Cynicism, faith’s opposite, can come easily in reading court transcripts and interviewing legal experts and exonerees in cases like these. But for all the darkness, there are also reasons for cautious optimism. Knowing how error can come about, and having tools by which to fight it — and, indeed, bear witness to it — is part of how we might reduce error in the future.

“We’re moving the ball, slowly but surely,” said Cynthia Garza, the conviction integrity unit director at the Dallas district attorney’s office. The Dallas unit, established in 2007, was one of the nation’s first departments set up specifically to second-guess and re-check — internally, with access to documents and evidence — whether past convictions were correct. Similar units have since spread across the nation.

Through humility, the old arrogance of infallibility crumbles. And in that there is genuine hope.

Some state legislatures, if only from the growing awareness that wrongful convictions can also be hugely expensive in civil damages, have also made important structural changes. Two laws in Texas make it harder for police and prosecutors to withhold information that could be of potential use to a defendant. The Illinois legislature passed a law in 2021 banning police from using deception when interrogating a person under age 18. Such techniques — suggesting, for example, that evidence had already been produced when investigators had almost none, or making false promises of leniency — have played a role in almost a third of wrongful convictions that were later cleared by DNA evidence, according to The Innocence Project.

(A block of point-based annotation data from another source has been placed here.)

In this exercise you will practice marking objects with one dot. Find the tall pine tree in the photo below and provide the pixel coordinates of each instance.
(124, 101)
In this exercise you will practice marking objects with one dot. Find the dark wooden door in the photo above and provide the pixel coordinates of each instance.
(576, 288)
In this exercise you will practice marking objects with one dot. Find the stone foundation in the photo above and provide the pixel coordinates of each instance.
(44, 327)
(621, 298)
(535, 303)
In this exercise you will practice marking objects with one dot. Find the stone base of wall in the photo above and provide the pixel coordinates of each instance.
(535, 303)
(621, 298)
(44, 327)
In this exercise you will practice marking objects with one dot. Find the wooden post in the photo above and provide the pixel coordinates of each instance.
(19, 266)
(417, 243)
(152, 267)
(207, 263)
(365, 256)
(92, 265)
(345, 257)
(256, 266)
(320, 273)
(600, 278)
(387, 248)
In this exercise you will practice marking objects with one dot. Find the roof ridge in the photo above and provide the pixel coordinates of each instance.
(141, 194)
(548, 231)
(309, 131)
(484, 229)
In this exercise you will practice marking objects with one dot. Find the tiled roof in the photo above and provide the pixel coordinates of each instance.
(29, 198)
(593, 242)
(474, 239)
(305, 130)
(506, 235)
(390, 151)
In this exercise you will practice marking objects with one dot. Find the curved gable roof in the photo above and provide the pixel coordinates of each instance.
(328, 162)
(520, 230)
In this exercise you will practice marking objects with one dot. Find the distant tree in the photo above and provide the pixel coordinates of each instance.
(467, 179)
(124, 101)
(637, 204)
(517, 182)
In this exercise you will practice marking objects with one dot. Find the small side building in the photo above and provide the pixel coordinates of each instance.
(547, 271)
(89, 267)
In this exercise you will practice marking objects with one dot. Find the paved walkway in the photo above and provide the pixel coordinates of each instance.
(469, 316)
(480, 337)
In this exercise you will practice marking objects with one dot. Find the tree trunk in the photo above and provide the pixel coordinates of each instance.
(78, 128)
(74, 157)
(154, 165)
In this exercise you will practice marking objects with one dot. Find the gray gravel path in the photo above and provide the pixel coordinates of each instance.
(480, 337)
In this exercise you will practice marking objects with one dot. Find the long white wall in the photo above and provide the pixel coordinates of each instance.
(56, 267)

Believing in systems of law doesn’t mean surrendering to blind faith that they always work, and trying to make those systems better and fairer doesn’t require a cynical dismissal that they are corrupt. Our law enforcement system, despite its flaws and errors, does by and large function; honest, good intent runs through it. All that, too, emerged clearly from our work on First Meal, along with the realization that the acceptance of human imperfection makes us stronger, not weaker. Through humility, the old arrogance of infallibility crumbles. And in that there is genuine hope.